He plotted his escape, because he knew he had to go.


Forty years after first reading the beloved story, I am still learning the lessons of the Little Prince. He was right, after all, that it is the children who really understand what is important.


Before I became one myself, a beekeeper once told me that the first year of beekeeping is the easiest because the bees show you what to do. While I really hope that my first year was not my easiest, I understand why this wise person shared this with me. The bees do show you what to do, by showing you precisely what NOT to do. They let you know when you have upset them or when you have made a mistake. The truth can really hurt.

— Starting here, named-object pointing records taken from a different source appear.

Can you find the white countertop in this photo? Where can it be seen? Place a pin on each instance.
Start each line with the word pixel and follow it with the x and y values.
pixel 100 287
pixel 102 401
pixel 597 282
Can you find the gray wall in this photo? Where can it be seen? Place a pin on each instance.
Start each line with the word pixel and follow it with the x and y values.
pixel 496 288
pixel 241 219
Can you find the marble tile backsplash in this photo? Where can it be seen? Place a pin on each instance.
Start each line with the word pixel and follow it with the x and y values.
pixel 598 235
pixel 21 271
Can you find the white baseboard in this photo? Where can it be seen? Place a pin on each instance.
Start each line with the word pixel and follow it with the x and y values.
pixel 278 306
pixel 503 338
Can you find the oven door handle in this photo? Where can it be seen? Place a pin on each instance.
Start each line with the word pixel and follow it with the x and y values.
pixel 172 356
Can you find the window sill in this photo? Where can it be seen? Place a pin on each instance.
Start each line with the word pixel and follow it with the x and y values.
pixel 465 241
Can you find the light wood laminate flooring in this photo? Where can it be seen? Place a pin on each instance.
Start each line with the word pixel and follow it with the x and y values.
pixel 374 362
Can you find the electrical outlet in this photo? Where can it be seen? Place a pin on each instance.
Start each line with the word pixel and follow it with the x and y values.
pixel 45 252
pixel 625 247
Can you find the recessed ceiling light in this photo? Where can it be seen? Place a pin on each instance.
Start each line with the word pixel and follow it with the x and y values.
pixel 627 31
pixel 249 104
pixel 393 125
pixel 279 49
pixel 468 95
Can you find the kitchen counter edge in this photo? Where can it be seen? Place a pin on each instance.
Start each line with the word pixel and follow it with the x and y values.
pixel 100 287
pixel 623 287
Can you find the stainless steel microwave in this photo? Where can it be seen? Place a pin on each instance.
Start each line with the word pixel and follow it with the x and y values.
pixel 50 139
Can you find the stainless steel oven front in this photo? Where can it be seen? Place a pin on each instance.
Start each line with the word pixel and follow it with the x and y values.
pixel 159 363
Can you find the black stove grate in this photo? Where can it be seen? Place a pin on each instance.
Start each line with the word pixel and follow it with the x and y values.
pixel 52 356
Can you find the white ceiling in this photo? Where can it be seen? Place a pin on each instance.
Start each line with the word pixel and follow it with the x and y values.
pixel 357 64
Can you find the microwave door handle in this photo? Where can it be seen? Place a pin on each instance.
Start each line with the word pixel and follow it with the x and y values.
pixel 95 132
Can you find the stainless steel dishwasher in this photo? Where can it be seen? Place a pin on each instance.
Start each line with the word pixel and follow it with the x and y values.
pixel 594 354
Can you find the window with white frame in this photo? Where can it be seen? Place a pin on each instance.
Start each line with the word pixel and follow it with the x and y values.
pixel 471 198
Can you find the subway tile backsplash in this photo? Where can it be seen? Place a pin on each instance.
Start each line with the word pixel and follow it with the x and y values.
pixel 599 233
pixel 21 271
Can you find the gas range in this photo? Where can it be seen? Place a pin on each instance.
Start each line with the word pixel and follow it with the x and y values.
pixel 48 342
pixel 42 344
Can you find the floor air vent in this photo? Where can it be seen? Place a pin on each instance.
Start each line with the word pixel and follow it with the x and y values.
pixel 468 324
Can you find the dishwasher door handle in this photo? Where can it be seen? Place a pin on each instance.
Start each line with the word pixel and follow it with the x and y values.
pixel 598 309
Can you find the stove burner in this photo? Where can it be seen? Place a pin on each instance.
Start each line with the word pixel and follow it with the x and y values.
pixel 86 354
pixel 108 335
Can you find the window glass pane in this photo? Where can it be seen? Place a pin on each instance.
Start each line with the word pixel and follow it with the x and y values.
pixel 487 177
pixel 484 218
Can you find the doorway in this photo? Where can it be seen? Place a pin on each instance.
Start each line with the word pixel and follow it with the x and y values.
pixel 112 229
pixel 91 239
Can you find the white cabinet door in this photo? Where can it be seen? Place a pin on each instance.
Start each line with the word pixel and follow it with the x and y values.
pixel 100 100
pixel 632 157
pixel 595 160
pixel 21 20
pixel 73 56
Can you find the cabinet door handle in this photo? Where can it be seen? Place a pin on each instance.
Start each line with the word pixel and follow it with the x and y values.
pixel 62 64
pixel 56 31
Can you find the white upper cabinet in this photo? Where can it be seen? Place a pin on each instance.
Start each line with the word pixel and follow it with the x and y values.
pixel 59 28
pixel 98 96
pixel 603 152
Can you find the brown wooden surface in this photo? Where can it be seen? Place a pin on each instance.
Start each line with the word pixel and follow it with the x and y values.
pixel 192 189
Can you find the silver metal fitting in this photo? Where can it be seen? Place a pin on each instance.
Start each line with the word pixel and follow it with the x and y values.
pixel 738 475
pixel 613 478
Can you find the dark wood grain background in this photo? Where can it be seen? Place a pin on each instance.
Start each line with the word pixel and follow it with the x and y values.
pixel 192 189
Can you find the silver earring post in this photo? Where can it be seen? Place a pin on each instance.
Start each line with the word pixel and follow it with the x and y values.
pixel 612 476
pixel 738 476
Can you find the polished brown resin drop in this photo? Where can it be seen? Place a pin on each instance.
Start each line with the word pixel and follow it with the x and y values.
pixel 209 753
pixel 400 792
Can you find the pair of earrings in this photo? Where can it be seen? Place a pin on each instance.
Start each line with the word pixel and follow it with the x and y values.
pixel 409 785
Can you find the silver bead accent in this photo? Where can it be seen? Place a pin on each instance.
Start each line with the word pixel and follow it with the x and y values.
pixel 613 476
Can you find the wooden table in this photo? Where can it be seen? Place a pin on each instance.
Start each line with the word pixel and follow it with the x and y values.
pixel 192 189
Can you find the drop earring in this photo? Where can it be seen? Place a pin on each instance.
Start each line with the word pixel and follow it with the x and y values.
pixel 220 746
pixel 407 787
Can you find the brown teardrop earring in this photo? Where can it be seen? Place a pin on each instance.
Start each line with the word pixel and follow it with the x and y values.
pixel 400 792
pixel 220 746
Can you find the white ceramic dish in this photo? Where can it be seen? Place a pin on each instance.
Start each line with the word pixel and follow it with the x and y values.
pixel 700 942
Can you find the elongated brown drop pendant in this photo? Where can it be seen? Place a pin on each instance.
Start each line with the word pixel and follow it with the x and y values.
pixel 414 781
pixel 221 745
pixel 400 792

One of my first-year beekeeper lessons was that I should not have used a blade to whittle an entrance reducer when I had never used such a tool before. Eager to get to my next task, I sliced into my finger and damaged a nerve. Earlier this week, my little apprentice and I split our two hives to make four. I picked up my smoker by the wrong end, and it took time for me to realize that it was burning my finger, the one that had been deadened by the injury.


I didn't feel the pain; at least, I didn't feel it right away. My son didn't understand what was happening to him until one day, it was all too much. A lifetime of being the underdog, of needing support through his days, of playing his best part despite the push and pull of a neurological system that beats to its own drum...a lifetime of trying to stand tall from the bottom of the charts...took a harsh turn.


Most of the school year has been an impossible struggle for this child with a heart so big it is unfathomable how it can be contained in his tiny body. At school, he was barely recognizable as the boy who had been celebrated for his kindness the year before. It just wasn't working, and he knew it. After recovering with a few days of unlimited dirt bike rides and trips with me to my appointments which occasionally included detours for iced lattes, he shared his revelation...which must have come to him on our long car ride home from Trader Joe's: he thought it was actually good that he burst from the school when he was so mad; it was the only way to really let it be known what he needed. It was the only way to communicate that he was about to break.


Half an hour before, I had turned my head at the sound of a jar of pasta sauce that had slipped from someone's hand and smashed in the aisle. While I went back to filling my cart after that first glance, my son stepped up to assist with cleaning up a mess that he hadn't made. That is the version of this boy that I hope the world can see.


Through these trials of parenting, I have tried to listen to the voices inside my head, to fuel the fires for fear that my child's needs are misunderstood. Sometimes, though, it's not my voice that matters. It's the brave child that steps up to be heard, because he knows there is no other way. That's what matters. He is what matters.


I watched him today at one o'clock in the afternoon, his entire twelve-year-old frame folded up on one cushion of the couch as he slept. He had put in a couple of hours moving topsoil and driving the tractor with his dad before he worked on his school assignments, and he needed the rest as fuel for the journey...whichever journey is yet to come.


We don't know what's going to happen. We do know, though, that our child knows better than any of the rest of us what he really needs.


"I believe that for his escape he took advantage of the migration of a flock of wild birds."

--Antoine de Saint Exupery, The Little Prince


There were no wild birds involved in his escape, but he did come home to 27 chickens. And I really can use his help with the hives.